About

Ian Ozsvald picture

This is Ian Ozsvald's blog, I'm an entrepreneurial geek, a Data Science/ML/NLP/AI consultant, founder of the Annotate.io social media mining API, author of O'Reilly's High Performance Python book, co-organiser of PyDataLondon, co-founder of the SocialTies App, author of the A.I.Cookbook, author of The Screencasting Handbook, a Pythonista, co-founder of ShowMeDo and FivePoundApps and also a Londoner. Here's a little more about me.
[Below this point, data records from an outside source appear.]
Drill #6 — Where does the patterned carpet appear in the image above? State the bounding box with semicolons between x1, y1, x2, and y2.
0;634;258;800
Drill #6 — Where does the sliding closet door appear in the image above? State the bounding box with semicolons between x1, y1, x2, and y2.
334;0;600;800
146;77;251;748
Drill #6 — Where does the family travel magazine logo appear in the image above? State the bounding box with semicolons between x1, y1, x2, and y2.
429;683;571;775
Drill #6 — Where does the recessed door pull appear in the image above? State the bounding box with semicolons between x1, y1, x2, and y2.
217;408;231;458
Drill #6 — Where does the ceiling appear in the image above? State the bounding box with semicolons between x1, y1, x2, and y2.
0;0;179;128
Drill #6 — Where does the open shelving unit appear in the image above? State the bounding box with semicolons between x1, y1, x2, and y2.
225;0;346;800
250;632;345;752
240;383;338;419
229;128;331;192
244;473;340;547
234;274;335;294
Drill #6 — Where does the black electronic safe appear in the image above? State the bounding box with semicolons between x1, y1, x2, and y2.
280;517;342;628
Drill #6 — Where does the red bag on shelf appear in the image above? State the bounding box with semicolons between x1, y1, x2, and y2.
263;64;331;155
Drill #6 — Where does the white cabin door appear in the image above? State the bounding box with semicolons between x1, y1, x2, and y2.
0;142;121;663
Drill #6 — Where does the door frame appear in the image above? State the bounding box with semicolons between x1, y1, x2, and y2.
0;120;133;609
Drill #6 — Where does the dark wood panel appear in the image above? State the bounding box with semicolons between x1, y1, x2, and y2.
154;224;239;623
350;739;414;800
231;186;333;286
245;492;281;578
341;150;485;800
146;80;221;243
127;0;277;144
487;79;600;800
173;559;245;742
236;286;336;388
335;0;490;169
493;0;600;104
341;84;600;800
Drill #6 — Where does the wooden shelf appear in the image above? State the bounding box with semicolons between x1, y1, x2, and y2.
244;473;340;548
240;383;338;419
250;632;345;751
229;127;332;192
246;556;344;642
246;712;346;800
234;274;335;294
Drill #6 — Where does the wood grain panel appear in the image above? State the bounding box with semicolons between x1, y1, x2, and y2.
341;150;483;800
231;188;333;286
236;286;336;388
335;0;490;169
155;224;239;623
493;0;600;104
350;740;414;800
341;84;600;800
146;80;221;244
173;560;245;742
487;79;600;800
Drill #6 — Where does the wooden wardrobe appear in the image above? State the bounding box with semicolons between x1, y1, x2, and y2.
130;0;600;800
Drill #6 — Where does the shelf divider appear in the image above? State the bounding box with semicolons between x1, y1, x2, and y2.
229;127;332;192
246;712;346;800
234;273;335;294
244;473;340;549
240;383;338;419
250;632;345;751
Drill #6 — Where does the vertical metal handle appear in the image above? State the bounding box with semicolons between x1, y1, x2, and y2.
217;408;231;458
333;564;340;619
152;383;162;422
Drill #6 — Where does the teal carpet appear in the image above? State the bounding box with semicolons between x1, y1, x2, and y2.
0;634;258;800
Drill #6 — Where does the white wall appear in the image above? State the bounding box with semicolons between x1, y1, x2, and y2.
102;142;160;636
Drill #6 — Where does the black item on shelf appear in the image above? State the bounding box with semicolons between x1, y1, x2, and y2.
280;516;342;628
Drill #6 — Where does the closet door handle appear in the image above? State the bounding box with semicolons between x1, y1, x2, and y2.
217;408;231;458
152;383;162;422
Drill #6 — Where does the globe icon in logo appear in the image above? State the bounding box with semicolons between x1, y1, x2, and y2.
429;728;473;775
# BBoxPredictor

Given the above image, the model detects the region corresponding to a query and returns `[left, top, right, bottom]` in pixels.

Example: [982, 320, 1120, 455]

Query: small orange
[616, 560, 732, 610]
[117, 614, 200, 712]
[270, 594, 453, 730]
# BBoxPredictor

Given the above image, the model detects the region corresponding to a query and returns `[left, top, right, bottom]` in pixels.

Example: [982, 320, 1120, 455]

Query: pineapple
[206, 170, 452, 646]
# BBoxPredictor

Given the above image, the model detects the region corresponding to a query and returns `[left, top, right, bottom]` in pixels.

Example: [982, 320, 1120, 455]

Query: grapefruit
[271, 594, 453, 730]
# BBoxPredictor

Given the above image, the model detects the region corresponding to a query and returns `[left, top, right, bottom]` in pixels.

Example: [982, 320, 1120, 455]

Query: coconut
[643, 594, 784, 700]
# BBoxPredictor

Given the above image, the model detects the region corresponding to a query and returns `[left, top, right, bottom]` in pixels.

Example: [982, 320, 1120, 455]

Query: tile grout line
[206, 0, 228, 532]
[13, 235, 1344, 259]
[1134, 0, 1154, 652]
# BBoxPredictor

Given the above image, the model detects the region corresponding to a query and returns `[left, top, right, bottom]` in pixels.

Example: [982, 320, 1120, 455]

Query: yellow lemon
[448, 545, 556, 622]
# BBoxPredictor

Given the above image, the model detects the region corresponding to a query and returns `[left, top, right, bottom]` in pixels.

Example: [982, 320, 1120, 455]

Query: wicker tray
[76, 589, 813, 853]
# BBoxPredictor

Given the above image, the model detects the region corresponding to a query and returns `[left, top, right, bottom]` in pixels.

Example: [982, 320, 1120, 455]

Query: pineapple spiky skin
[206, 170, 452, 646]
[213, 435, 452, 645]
View Ian Ozsvald's profile on LinkedIn Visit Ian Ozsvald's data science consulting business Protecting your bits. Open Rights Group

18 February 2013 - 23:43PyCon Tutorial Notes for Applied Parallel Computing

This post is for students of the Applied Parallel Computing tutorial that Minesh B. Amin and I will run during March 2013 at PyCon.This is a wiki-post, I’ll update it over the next month. If you are attending the tutorial you must check this post in the run-up to the tutorial. Important notes are below for you to read now. This is linked to from our PyCon Tutorial Support page.

If you come to this after the tutorial you’ll probably find this useful for setup. The following is for my students:

  • Check this post before you come to PyCon, you will be expected to have followed instructions and installed the software and updates before the tutorial
  • You won’t have time to install/setup during the tutorial, you must arrive prepared, we have a lot to work through and we’ll start immediately
  • Accepting that the PyCon wifi has been great in past years you must assume that wifi will be broken – come prepared with a fully working environment
  • We recommend strongly that you use our VirtualBox (it has all the libs and the github repo pre-installed, it is open source, it’ll run on Win/Mac/Linux), if you install your own package set then we can’t help you if it doesn’t work as expected (it is also quite fiddly to setup yourself) – you can of course buddy-up with someone else during the tutorial if required

You will be able to get the VirtualBox (about 7GB GB) from this post in the next week, you’ll be better off using the torrent that we’ll provide (please seed if you can, if possible all the way until the tutorial runs to help fellow students).

Download link for VirtualBox (required!) for the tutorial:

(v1.1 torrent deleted as it didn’t run cleanly on Macs)

PyCON-2013_AppliedParallelComputing1.2.zip torrent (very robust – resume if download breaks, 2.2GB zip decompresses to 6.9GB) or via direct download (more brittle – no resume if the download breaks).


md5sum: ce43b52a18ca913e62842ae72cc8df74

NOTE – I had the v1.1 version linked in the torrent above for a few days – if you got that and you can’t start the VirtualBox, just right-click in VirtualBox and discard the saved state, then restart the image. If you have the v1.2 version (linked as of March 4th) then you’re fine.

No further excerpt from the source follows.